Ser professor
Ser professor é a mais nobre dádiva à
humanidade e o maior contributo para o progresso dos povos e das nações.
E, como ninguém nasce professor, é necessário aprender-se a ser. Leva
muitos anos de estudo, trabalho, sacrifício, altruísmo e até dor.
Um professor tem que aprender o que ensina, o modo de ensinar e tudo
(mesmo tudo) sobre os alunos que vão ser sujeitos à sua actividade
profissional. Mas não se iludam: depois de tudo isso um professor nunca
está formado. Tem que aprender sempre. Um professor carrega para toda a
vida o fardo de ter que ser aluno de si próprio. De se cuidar, de estar
sempre atento, ter os pés bem postos no presente e os olhos bem focados
no futuro.
Ser professor obriga a não ter geração. Professor tem que saber lidar
com todas elas, as que o acompanham durante quatro décadas de carreira.
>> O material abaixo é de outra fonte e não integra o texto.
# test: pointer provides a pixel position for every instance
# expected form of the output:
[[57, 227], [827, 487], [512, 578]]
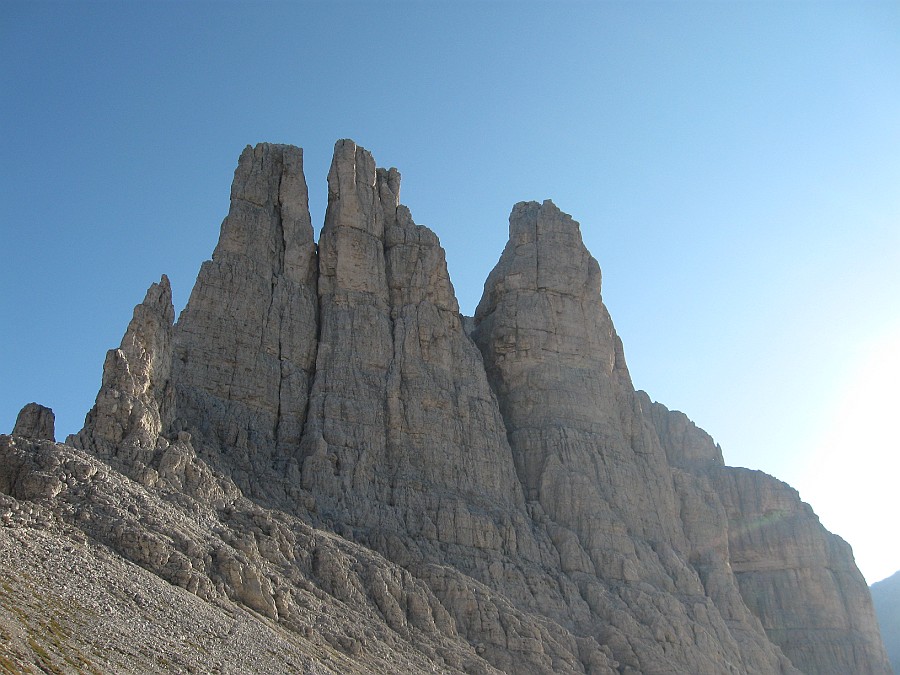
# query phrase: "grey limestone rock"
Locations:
[[35, 421], [798, 578], [379, 484], [245, 344], [135, 401]]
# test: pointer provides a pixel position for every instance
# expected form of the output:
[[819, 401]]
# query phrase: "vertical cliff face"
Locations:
[[245, 344], [398, 391], [798, 578], [558, 520], [136, 401]]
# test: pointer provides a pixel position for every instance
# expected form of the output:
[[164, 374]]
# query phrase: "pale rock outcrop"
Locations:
[[588, 455], [245, 344], [319, 445], [798, 578], [37, 422], [686, 445], [886, 599], [135, 402]]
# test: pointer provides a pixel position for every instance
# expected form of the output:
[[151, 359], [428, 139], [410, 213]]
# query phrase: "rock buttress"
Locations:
[[245, 344], [590, 460]]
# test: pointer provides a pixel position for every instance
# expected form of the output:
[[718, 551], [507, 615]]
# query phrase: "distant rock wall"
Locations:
[[522, 506]]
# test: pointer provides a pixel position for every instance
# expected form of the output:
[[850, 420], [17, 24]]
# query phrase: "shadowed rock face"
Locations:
[[320, 424]]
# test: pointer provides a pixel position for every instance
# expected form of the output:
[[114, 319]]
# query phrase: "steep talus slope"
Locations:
[[319, 447]]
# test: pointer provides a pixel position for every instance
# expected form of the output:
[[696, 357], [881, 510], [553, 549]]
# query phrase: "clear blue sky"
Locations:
[[735, 168]]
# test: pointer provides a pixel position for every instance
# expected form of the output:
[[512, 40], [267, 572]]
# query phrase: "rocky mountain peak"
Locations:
[[37, 422], [322, 441]]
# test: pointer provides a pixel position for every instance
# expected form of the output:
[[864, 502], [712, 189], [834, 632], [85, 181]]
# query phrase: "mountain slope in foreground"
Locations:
[[323, 467]]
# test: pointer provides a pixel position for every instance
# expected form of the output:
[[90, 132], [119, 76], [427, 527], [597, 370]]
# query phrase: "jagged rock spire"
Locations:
[[35, 421], [135, 401], [245, 344]]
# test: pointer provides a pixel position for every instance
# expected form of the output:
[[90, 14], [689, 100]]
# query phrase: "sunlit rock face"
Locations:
[[388, 486]]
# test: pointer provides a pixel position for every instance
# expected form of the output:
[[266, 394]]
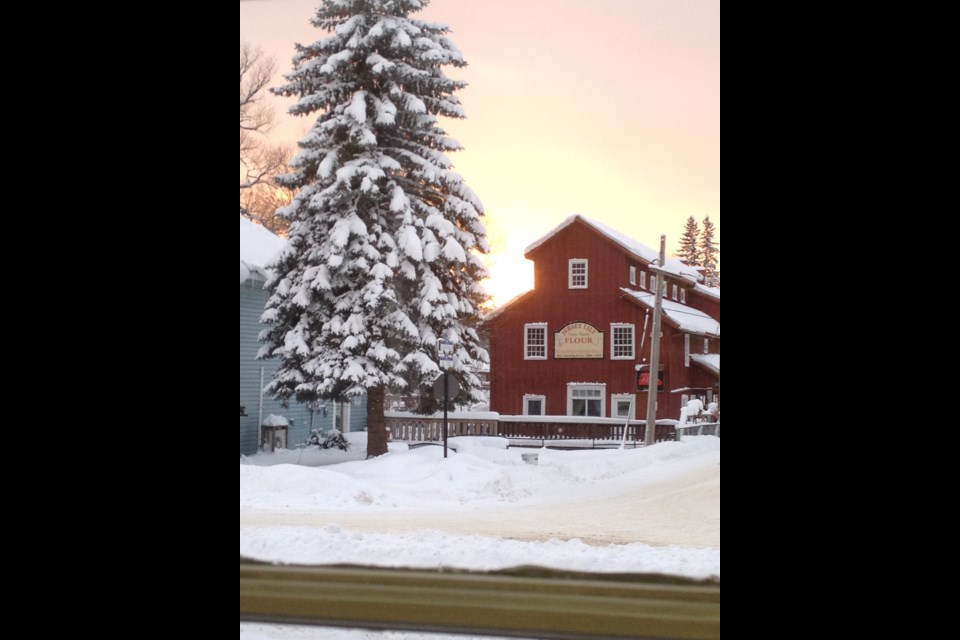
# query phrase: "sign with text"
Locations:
[[578, 340]]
É pai, mãe e espírito santo. E, para o Estado, ainda é um funcionário
que, zelosamente, se obriga a cumprir todas as regras da coisa pública.
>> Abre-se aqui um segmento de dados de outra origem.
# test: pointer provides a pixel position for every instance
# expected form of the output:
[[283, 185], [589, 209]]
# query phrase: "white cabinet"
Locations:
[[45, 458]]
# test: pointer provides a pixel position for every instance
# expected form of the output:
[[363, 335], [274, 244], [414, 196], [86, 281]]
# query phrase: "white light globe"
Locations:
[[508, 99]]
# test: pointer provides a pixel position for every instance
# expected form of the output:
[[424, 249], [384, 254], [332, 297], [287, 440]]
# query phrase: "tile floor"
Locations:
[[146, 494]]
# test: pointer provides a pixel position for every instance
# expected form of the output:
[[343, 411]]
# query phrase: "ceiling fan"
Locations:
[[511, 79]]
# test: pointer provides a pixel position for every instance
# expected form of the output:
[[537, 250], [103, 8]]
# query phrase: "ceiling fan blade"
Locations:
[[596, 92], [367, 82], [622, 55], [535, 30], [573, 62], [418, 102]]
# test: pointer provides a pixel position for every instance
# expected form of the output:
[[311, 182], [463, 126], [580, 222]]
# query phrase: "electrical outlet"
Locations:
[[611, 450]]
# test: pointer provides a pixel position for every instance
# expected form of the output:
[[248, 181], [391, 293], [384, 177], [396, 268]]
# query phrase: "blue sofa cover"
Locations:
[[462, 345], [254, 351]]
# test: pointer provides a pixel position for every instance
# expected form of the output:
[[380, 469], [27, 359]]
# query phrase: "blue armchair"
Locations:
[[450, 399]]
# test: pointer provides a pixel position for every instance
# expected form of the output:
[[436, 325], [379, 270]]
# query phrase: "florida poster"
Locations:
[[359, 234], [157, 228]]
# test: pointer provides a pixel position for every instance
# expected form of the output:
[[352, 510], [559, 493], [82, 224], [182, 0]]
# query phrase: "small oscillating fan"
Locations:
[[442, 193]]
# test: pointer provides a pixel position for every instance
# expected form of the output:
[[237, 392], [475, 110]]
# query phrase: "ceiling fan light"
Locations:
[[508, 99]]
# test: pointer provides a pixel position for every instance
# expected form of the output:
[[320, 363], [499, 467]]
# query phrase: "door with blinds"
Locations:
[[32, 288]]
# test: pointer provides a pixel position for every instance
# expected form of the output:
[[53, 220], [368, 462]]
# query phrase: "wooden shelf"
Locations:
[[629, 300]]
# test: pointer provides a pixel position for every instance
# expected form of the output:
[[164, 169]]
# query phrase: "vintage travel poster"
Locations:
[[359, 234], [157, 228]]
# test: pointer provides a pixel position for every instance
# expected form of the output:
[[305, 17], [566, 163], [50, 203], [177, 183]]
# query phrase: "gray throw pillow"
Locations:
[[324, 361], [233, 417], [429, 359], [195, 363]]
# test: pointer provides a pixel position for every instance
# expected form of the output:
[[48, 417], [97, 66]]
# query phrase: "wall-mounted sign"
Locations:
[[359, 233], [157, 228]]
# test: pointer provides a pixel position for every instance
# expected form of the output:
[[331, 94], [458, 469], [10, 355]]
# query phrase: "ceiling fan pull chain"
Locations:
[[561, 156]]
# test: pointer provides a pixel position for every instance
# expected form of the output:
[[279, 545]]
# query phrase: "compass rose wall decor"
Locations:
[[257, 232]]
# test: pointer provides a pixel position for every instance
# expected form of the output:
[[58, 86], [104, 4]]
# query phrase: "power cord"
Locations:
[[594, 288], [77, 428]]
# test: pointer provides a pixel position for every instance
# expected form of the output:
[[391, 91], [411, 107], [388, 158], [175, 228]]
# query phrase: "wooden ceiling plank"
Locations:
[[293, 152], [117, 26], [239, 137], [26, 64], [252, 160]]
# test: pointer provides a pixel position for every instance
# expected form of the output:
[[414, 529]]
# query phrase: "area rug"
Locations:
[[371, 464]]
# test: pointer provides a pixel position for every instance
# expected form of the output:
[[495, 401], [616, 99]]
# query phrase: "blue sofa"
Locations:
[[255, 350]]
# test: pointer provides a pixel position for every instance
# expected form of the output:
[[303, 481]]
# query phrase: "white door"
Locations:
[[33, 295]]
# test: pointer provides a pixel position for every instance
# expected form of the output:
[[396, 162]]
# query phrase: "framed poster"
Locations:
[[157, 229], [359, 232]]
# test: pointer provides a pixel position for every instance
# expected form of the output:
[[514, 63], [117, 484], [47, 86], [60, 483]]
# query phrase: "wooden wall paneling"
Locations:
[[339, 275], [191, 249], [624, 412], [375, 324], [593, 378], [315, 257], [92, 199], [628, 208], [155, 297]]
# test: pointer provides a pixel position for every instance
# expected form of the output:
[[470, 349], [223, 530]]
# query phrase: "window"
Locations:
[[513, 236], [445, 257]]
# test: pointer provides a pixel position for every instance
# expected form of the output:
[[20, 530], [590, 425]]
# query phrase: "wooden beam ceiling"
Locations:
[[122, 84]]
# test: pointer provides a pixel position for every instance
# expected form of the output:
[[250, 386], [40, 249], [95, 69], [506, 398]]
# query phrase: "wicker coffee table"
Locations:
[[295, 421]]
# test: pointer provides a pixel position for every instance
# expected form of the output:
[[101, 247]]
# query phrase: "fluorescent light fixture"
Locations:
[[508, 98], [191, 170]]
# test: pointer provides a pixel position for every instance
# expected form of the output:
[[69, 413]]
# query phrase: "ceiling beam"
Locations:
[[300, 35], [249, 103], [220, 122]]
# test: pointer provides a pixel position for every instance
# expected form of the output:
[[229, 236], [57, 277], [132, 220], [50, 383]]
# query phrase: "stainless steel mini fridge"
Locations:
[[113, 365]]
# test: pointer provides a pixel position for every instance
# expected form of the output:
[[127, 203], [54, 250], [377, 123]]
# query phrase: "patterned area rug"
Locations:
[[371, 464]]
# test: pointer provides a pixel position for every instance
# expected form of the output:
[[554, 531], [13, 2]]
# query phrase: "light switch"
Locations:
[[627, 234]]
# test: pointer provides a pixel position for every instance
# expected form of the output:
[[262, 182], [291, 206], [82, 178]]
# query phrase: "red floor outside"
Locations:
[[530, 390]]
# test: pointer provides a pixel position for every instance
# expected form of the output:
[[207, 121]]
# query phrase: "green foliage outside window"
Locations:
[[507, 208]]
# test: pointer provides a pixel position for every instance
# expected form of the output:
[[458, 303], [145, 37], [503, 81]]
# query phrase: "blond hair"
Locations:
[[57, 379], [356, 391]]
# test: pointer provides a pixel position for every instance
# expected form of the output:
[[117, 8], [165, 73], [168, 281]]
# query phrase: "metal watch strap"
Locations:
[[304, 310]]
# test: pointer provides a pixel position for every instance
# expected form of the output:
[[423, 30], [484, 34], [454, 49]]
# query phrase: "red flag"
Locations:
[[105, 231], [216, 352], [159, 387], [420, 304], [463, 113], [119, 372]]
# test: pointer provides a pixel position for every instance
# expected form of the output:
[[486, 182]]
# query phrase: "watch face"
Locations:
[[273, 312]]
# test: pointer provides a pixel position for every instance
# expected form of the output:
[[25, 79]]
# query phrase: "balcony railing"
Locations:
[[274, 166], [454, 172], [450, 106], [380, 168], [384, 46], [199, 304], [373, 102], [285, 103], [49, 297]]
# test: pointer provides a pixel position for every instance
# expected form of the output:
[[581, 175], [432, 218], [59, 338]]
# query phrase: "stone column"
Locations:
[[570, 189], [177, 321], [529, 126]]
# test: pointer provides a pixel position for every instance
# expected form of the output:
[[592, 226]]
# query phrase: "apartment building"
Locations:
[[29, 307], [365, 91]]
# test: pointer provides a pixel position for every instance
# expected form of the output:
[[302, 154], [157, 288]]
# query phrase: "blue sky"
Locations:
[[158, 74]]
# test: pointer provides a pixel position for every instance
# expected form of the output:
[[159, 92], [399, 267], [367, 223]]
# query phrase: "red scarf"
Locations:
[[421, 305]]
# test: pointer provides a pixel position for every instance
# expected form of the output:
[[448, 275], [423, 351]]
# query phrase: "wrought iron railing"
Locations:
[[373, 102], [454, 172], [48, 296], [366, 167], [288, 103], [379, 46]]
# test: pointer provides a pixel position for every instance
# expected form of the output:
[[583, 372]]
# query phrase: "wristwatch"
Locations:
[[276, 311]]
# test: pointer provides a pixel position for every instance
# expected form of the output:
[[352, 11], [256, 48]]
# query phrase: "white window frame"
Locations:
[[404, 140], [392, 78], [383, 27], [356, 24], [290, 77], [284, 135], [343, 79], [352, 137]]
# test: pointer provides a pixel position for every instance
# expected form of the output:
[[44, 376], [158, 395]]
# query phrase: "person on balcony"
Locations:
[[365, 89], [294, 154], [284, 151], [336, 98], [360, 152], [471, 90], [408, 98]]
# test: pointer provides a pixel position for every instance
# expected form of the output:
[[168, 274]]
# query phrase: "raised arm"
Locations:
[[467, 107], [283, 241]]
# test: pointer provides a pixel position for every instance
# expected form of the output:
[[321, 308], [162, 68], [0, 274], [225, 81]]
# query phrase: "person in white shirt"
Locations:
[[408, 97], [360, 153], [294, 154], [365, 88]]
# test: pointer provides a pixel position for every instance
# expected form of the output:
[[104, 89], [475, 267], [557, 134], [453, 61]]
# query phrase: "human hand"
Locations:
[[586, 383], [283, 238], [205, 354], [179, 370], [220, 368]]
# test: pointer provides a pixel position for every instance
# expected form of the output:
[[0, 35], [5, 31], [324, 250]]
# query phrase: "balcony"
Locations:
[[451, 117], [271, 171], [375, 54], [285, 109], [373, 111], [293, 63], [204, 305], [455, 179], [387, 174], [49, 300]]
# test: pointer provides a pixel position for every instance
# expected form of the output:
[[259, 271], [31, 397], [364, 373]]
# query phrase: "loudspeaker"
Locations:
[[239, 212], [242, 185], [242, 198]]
Por tudo isso, professor é obra permanentemente inacabada. É contentor
onde cabe sempre mais alguma coisa. O professor é um intelectual, mas
também é um artesão; é um teórico, mas que tem que viver na e com a
prática; é um sábio, mas que tem de aprender todos os dias; é um
cientista que tem que traduzir a sua experimentação para mil linguagens;
é um aprendente que ensina; é um fazedor dos seres e do saberes; mas é
também um homem, ou uma mulher, como todos nós, frágil, expectante e
sujeito às mais vulgares vulnerabilidades.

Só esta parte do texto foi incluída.